The Mayor of Ashcroft is not happy with the changes to provincial electoral boundaries that puts her community into a new Cariboo-Chilcotin riding.
Barbara Roden’s frustrations were very similar to that of the mayors of Clearwater and Barriere last year after the B.C.’s Electoral Boundaries Commission’s put the North Thompson communities into the now scrapped Cariboo-North Thompson riding.
“They mounted opposition to that. They made their case. They were able to take part in consultation and they had that decision reversed, which I think was the correct one,” Roden said.
“Its seems however that Ashcroft, Cache Creek, and Clinton, which are all in Fraser-Nicola right now, in order to make up the numbers, they looked at the map and said, ‘oh, well, we’ll just scoop up these communities and put them in Cariboo-Chilcotin instead. The difference is, we had no warning.”
Speaking on the NL Morning News, Roden admitted she had to do a double take when the commission’s final recommendations were published.
“In October, when I saw the initial draft report, I looked at Fraser-Nicola and there were a few tweaks and a couple of additions but nothing major. When the final report came out two weeks ago, I looked at it and honestly, I had to do a double take,” Roden said.
“Then I phoned our MLA, Jackie Tegart, and said, ‘am I seeing this map incorrectly? Am I misinterpreting it?’ And she said, ‘no, you’re not misinterpreting it. We’ve been moved.'”
Anticipating that the new MLA will likely be based in the Williams Lake-area, Roden is now concerned about a lack in provincial representation for people not just in Ashcroft and Cache Creek, but also in Tobiano and Savona, which are currently part of the Kamloops-South Thompson riding.
“On a good day that’s a 2.5 hour drive from Ashcroft, that’s a 3.5 or so drive from Tobiano, and for residents on the Tranquille-Criss Creek on the north side of Kamloops Lake, four hours? I don’t know, I’m ballparking, ” Roden said. “And winter time of course, all bets are off.”
“Is the MLA going to have a constituency office down in this neck of the woods?

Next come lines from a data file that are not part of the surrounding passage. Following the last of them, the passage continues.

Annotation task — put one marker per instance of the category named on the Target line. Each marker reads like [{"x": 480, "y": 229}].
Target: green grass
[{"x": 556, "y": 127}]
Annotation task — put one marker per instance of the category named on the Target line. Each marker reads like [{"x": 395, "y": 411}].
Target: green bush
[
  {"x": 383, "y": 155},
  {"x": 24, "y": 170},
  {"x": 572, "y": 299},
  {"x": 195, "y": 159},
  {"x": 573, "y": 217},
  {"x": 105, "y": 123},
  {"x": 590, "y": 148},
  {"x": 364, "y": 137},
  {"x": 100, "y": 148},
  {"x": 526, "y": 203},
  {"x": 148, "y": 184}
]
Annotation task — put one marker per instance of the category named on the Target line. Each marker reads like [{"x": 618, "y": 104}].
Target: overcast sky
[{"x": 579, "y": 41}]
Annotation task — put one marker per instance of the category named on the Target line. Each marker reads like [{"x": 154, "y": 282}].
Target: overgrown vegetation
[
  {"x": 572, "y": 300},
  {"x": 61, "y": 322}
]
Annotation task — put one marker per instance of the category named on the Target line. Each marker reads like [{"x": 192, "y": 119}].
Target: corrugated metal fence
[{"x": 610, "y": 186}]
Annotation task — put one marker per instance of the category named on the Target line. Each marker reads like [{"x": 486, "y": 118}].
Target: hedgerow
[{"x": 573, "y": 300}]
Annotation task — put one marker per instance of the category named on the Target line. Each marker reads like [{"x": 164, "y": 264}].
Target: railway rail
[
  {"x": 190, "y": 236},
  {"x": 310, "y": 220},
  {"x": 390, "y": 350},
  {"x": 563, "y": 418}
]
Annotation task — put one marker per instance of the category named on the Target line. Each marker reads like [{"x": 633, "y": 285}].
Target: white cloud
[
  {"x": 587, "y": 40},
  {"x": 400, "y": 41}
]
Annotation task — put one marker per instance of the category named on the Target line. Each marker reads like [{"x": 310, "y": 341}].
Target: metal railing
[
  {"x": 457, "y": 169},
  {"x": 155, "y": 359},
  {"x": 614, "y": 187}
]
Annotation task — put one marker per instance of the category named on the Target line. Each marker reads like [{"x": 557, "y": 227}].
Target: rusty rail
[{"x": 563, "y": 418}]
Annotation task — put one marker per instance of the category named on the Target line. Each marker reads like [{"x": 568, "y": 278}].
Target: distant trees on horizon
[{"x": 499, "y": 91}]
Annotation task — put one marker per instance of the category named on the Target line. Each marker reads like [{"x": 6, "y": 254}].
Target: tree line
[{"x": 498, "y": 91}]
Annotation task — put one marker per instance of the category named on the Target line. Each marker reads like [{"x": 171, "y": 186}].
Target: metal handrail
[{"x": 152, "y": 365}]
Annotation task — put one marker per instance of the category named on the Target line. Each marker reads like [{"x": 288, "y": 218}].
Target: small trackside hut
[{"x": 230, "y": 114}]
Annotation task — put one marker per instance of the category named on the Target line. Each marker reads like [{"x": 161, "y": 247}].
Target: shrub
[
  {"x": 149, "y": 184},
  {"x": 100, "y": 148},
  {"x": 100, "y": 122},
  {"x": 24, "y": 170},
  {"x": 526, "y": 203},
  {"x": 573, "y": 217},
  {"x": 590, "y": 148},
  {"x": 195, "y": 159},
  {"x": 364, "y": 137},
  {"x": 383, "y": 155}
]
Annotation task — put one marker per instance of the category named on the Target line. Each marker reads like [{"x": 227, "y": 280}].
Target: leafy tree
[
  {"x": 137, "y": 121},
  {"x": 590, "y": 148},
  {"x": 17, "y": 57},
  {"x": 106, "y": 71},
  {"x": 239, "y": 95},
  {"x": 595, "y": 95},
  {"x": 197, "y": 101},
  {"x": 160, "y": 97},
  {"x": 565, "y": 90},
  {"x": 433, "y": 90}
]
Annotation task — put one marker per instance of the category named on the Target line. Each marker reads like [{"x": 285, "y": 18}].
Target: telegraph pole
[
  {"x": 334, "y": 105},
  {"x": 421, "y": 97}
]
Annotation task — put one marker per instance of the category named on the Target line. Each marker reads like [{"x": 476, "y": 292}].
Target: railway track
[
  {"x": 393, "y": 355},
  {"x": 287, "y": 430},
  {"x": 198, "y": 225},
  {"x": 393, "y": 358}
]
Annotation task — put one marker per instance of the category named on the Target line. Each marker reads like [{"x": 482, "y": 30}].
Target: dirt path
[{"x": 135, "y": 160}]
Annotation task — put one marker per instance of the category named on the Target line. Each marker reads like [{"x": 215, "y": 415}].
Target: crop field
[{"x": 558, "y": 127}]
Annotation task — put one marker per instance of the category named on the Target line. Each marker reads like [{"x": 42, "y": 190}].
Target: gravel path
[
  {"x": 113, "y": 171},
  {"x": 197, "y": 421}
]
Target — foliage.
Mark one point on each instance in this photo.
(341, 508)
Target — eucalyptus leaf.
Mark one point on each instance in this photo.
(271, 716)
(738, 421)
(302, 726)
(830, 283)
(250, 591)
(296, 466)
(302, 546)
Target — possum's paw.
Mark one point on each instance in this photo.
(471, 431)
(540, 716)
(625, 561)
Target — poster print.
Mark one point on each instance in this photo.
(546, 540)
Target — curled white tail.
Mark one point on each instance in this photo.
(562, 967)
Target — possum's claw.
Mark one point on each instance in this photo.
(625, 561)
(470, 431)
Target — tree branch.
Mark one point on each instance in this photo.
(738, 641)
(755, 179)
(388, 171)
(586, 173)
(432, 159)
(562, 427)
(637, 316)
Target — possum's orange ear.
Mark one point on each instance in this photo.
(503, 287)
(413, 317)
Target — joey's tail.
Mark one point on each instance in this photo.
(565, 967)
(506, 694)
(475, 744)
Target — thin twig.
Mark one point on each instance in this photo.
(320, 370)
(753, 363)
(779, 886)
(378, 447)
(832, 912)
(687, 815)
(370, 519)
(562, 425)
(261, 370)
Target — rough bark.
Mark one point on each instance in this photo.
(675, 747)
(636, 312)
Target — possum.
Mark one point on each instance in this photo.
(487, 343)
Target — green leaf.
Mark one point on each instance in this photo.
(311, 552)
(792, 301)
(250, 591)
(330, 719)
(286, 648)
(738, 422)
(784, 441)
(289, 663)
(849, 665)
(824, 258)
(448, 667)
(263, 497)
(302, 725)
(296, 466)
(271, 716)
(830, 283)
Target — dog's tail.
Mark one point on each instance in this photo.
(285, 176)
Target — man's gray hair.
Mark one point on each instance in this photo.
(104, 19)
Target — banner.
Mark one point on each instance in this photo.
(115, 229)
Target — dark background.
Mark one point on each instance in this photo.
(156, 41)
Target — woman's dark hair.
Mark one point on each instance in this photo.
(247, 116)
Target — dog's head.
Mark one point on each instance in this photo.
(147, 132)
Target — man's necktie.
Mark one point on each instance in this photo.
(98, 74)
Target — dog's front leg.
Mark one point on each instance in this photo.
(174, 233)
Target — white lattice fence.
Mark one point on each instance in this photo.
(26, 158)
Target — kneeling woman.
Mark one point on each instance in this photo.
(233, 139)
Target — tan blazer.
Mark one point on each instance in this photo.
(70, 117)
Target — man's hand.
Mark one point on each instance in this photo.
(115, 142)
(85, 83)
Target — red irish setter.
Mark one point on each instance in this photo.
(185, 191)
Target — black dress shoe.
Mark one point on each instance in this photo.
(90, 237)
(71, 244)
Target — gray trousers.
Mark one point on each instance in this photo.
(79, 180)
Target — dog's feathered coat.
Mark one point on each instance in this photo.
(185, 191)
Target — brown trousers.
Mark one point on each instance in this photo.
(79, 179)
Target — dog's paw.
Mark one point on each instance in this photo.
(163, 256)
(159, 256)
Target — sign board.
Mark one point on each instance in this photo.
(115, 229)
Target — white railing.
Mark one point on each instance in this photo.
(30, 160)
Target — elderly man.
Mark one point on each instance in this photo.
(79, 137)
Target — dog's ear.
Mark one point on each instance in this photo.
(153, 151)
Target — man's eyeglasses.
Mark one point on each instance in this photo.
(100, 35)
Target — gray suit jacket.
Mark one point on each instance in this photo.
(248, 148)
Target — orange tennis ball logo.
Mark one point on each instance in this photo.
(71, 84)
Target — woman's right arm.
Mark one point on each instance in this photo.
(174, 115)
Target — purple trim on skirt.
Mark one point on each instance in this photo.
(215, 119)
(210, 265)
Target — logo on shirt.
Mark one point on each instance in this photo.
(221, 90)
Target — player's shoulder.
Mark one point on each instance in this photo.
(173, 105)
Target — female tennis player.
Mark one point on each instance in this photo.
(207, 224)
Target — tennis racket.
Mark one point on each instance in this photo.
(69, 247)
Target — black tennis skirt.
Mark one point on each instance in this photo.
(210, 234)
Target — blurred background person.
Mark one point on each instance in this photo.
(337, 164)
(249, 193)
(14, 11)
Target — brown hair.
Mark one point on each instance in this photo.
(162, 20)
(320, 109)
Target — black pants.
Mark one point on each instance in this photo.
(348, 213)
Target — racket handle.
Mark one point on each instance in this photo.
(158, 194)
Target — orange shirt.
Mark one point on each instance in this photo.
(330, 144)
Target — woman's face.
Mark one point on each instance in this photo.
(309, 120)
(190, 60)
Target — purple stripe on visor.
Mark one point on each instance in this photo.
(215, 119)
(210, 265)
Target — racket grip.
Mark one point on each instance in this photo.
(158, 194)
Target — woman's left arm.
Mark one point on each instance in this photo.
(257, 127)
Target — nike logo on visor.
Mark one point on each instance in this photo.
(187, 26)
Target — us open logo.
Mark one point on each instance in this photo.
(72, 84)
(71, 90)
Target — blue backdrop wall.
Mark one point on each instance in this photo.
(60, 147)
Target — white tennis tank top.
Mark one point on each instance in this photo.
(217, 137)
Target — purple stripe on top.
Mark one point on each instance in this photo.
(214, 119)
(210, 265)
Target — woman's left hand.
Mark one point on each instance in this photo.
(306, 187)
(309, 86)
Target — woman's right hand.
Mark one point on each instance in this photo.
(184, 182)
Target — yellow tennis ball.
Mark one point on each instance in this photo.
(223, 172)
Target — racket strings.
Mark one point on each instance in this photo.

Or are people just going to be told well, I guess, if the roads aren’t good, you’re not making it to Williams Lake, so we’ll see you in the spring.”
Tegart, who lives in Ashcroft, told NL News she intends to run in Fraser-Nicola, the riding she has represented since 2013, even though her house won’t be in it.
“The Ashcroft Cache Creek boundary that changed is the outside boundary of the village of the village of Ashcroft,” Tegart said. “I can actually see Fraser-Nicola from my house.”
In all, the Boundary Commission is proposing six new B.C. ridings – one each in Burnaby, Surrey, Langley, and Vancouver, one in the Langford area on Vancouver Island, and one near Kelowna – taking the total to 93.
It is now up to the Legislative Assembly to decide whether to accept all, some or none of the Commission’s recommendations.
The next provincial election in B.C. is scheduled to be held on or before Oct. 19, 2024.